1) New infections of cells must be prevented
2) Virions must be cleared from the body
3) Virion-producing actively infected cells must be eliminated, or otherwise permanently prevented from producing virions.
4) Latently infected cells must be activated, so that they may be eliminated as in (3), or otherwise permanently prevented from producing virions.

DAPYs only prevent new infections (1). The immune system and time can handle (2) through humoral immunity and (3) through cellular and humoral immunity and cell death. But (4) is the kicker. Studies indicate HIV could stay hidden inside cells for up to 60 years. During that whole period of time, latent infections could be spontaneously activating and attempting to re-establish an acute infection - which would be largely undetectable like HIV infections now. Even if DAPYs work perfectly and no resistance was ever evolved to them, you'd have to consistently take them for the rest of your life in order to prevent you from becoming infectious again.

So although DAPYs might offer a way for people to avoid developing AIDS entirely, it is no cure for the underlying HIV infection. And if people no longer take AIDS seriously because totally effective treatments are available, they will likely stop taking precautions and undiagnosed infections will spread like wildfire through the population. All well and good if your infection is identified and you don't mind taking drugs for the rest of your life... and assuming HIV doesn't evolve resistance to DAPYs. We'd probably be better off putting it in the water before then.

There is some hope. The mechanisms by which HIV becomes latent, and the means to pull infected cells out of their latent state and thus flush out the viral reservoirs are being studied. But that research is far from yeilding any practical applications. And even if we did have them, how can we be sure the virus has been completely eliminated? In the meantime, DAPYs will be proving themselves in the real world within the next few years.

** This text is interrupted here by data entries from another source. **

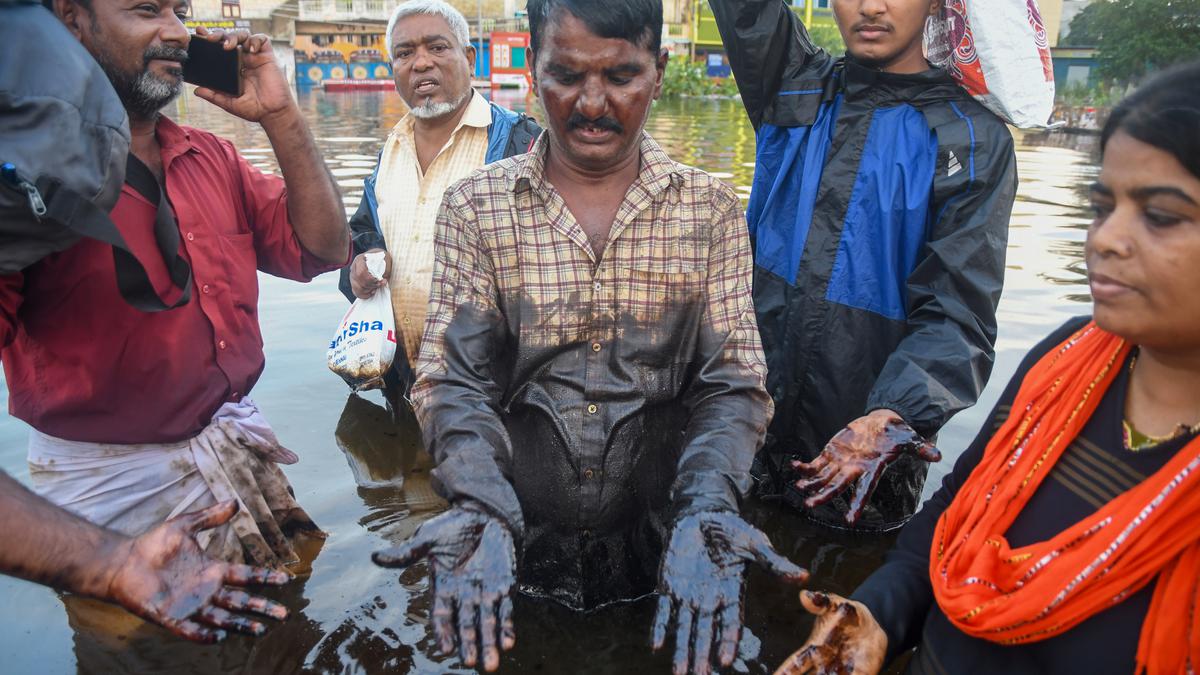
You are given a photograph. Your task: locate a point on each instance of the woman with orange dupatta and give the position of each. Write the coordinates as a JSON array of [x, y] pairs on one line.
[[1067, 538]]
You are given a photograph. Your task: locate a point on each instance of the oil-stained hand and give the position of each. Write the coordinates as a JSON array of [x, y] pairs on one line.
[[163, 577], [363, 282], [857, 457], [701, 583], [473, 563], [845, 639]]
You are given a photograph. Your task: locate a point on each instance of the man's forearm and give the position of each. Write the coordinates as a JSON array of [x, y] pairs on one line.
[[49, 545], [315, 204]]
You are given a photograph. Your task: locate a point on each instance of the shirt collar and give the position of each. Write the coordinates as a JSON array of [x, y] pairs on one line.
[[173, 139], [657, 173]]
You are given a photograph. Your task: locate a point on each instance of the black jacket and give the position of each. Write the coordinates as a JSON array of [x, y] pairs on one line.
[[880, 221]]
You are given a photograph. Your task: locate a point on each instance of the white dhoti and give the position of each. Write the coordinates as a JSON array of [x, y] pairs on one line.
[[132, 488]]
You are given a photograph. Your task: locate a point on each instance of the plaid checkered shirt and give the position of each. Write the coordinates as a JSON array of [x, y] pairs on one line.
[[575, 396]]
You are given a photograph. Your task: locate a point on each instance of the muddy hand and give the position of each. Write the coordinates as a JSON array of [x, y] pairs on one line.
[[701, 584], [473, 562], [167, 579], [845, 639], [857, 457], [363, 282]]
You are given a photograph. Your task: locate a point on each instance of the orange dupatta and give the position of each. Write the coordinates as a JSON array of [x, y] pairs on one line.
[[1013, 596]]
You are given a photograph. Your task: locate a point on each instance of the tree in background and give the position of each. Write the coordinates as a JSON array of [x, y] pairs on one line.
[[1137, 36]]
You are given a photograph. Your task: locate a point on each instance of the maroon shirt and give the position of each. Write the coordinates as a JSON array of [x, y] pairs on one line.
[[84, 365]]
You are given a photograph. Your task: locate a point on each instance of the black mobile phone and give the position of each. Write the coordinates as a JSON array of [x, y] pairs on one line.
[[209, 64]]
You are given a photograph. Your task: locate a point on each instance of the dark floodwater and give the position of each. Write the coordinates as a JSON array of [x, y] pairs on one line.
[[365, 478]]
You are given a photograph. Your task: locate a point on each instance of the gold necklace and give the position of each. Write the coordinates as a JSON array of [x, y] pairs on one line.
[[1135, 441]]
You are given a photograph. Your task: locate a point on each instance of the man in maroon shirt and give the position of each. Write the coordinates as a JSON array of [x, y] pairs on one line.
[[138, 417]]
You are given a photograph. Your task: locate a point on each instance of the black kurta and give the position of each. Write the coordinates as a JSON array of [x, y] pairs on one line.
[[1095, 470]]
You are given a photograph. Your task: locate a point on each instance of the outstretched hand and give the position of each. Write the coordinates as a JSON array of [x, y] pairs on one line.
[[845, 639], [264, 88], [857, 457], [167, 579], [473, 563], [701, 583]]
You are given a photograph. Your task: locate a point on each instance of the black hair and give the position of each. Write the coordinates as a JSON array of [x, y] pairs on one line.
[[1165, 113], [636, 21]]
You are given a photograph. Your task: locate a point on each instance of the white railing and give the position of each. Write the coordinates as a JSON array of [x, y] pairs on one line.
[[345, 10]]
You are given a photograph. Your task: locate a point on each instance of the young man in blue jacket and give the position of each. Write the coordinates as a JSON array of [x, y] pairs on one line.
[[880, 219], [449, 132]]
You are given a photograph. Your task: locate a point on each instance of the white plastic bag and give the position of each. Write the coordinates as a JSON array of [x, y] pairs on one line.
[[997, 51], [365, 342]]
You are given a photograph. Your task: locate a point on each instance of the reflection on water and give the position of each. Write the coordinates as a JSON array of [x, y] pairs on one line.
[[365, 479]]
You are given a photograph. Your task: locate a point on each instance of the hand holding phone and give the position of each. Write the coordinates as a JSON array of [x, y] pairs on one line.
[[209, 64], [262, 94]]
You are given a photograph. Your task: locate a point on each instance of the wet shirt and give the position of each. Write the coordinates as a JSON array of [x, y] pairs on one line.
[[82, 364], [591, 401]]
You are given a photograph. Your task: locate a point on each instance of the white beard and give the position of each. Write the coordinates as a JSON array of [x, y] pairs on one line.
[[431, 109]]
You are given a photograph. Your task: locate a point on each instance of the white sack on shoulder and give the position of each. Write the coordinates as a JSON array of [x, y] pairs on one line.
[[999, 52], [365, 342]]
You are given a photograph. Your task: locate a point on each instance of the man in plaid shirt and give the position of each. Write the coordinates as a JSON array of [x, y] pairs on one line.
[[591, 381]]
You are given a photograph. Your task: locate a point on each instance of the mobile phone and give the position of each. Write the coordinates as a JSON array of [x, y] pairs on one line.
[[209, 64]]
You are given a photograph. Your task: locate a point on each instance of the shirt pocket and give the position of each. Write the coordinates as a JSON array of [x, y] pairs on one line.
[[658, 320], [240, 263]]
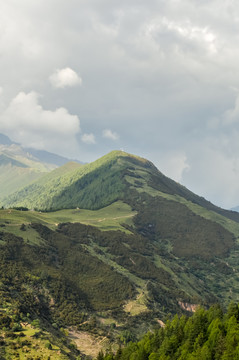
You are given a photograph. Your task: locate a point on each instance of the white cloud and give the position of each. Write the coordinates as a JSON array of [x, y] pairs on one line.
[[88, 138], [108, 134], [174, 165], [65, 78], [26, 122]]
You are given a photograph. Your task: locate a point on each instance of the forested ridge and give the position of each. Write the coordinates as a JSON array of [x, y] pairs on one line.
[[207, 335]]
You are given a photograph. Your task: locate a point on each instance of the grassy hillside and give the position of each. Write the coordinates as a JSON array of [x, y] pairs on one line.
[[206, 335], [126, 247]]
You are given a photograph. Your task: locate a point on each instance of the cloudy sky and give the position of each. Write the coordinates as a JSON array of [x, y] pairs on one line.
[[157, 78]]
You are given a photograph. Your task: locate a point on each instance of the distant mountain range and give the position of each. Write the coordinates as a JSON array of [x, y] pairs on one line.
[[19, 166], [114, 246]]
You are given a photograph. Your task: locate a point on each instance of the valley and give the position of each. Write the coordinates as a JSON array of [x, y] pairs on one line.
[[101, 253]]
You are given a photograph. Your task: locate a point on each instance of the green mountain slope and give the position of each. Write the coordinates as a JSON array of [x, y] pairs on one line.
[[19, 167], [132, 247]]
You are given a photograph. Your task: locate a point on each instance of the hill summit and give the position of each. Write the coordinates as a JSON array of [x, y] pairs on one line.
[[126, 245]]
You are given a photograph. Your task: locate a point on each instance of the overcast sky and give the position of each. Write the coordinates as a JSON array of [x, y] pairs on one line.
[[155, 78]]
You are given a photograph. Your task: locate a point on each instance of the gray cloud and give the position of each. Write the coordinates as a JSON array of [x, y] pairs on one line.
[[162, 74]]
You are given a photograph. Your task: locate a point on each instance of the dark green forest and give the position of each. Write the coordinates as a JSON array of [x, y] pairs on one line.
[[207, 335]]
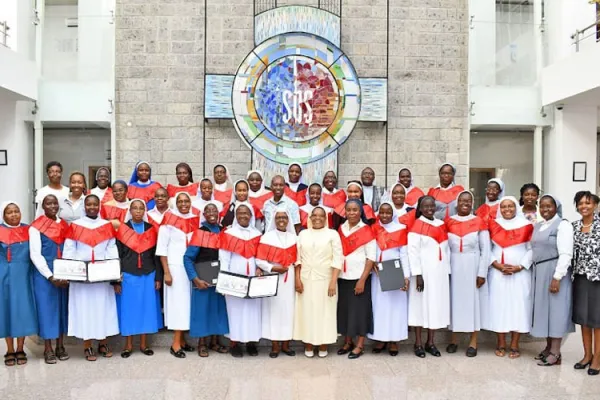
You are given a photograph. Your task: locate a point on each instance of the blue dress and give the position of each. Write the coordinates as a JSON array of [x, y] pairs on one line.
[[208, 312], [52, 302], [18, 316]]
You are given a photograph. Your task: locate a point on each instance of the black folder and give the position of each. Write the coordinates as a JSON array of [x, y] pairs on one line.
[[208, 271], [391, 275]]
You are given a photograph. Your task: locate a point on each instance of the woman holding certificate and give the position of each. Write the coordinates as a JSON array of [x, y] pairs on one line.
[[355, 312], [237, 254], [92, 306], [18, 318], [390, 308], [138, 301], [208, 312], [46, 238], [277, 253], [174, 235]]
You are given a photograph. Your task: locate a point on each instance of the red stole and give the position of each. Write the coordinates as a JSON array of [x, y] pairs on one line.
[[413, 196], [512, 237], [389, 240], [245, 248], [299, 197], [445, 196], [138, 242], [205, 239], [185, 225], [55, 231], [110, 213], [356, 239], [463, 228], [223, 196], [277, 255], [334, 200], [437, 233], [91, 236], [10, 236], [192, 189], [145, 193]]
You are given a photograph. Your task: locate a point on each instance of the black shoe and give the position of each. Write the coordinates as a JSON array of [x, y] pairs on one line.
[[452, 348], [471, 352], [236, 351], [252, 350], [179, 353], [431, 349], [419, 352]]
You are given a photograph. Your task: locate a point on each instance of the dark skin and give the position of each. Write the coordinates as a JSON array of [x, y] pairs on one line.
[[353, 218], [446, 176], [137, 209], [183, 204], [330, 181], [183, 176], [587, 207], [12, 217], [508, 210], [318, 219]]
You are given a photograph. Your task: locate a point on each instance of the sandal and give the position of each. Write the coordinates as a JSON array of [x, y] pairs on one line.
[[500, 352], [50, 357], [203, 351], [61, 353], [21, 357], [514, 353], [10, 360], [104, 351], [89, 354]]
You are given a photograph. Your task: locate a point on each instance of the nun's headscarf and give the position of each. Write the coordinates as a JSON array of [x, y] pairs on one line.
[[134, 176], [273, 225], [556, 202], [363, 217], [500, 184], [3, 208], [128, 215]]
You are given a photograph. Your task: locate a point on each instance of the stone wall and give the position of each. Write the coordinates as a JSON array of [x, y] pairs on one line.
[[160, 68]]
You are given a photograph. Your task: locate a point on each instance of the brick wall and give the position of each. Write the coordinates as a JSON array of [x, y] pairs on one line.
[[160, 69]]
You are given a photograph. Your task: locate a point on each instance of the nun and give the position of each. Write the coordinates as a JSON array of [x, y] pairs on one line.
[[510, 278], [173, 238], [390, 308], [237, 254], [138, 293], [552, 251], [445, 192], [277, 254], [46, 239], [141, 185], [429, 291], [469, 242], [92, 306], [18, 317]]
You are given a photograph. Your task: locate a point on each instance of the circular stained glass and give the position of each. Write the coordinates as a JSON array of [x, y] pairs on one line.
[[296, 98]]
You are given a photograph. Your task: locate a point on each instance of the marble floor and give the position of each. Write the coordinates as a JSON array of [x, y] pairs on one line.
[[371, 377]]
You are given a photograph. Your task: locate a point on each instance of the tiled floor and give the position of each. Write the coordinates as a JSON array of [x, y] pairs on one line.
[[162, 376]]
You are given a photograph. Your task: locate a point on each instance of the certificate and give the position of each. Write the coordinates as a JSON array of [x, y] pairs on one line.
[[70, 270]]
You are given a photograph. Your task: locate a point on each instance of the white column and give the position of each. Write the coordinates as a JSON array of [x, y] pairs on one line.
[[573, 138]]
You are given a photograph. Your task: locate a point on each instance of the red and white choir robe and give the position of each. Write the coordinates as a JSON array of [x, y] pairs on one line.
[[469, 242], [429, 256], [237, 255], [174, 235], [390, 309], [333, 199], [92, 306], [278, 248], [510, 295], [445, 200]]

In the interest of this series of HIV entries I feel I should point out a few basic facts. There are essentially seven major ways of harm to living things:

1) Injury
2) Poisoning
3) Genetic illness
4) Prion infections
5) Viral infections
6) Bacterial infections
7) Parasitic infections

Within each category there are infinite ways to damage, but there are also common strategies for dealing with each. What I want to highlight here is the importance of basic research. A deep understanding the physical, chemical, and biological circumstances which surround these afflictions has allowed huge advances in the treatment of all of them. More importantly, it has been progressively chipping away at the roster of untreatable diseases for which the general strategies do not work.

HIV/AIDS is one such case. Virtually every other virus we have kept at bay has been dealt with the same way: vaccines. Drugs may alleviate symptoms, but there was no substitute for the immune system's ability to seek and destroy viral infections. All a vaccine does is let our immune system know what sort of threats it should be prepared for, so that when they do arrive it is ready to defeat them. Up until now our chief worry was viruses that spread too rapidly upon initial evolution to develop and distribute the vaccine (like SARS or the various flu variants). Generating those vaccines has long been a straightforward if tedious procedure for decades. But attempts to develop a vaccine for HIV in the usual way have all failed, due to its ability to mutate rapidly and attack the immune system itself. This has forced medicine to study the biology of HIV to an unprecedented depth, that we may combat it as we have no other deadly virus before it. All the propositions I will mention in the coming days have relied on this unique effort.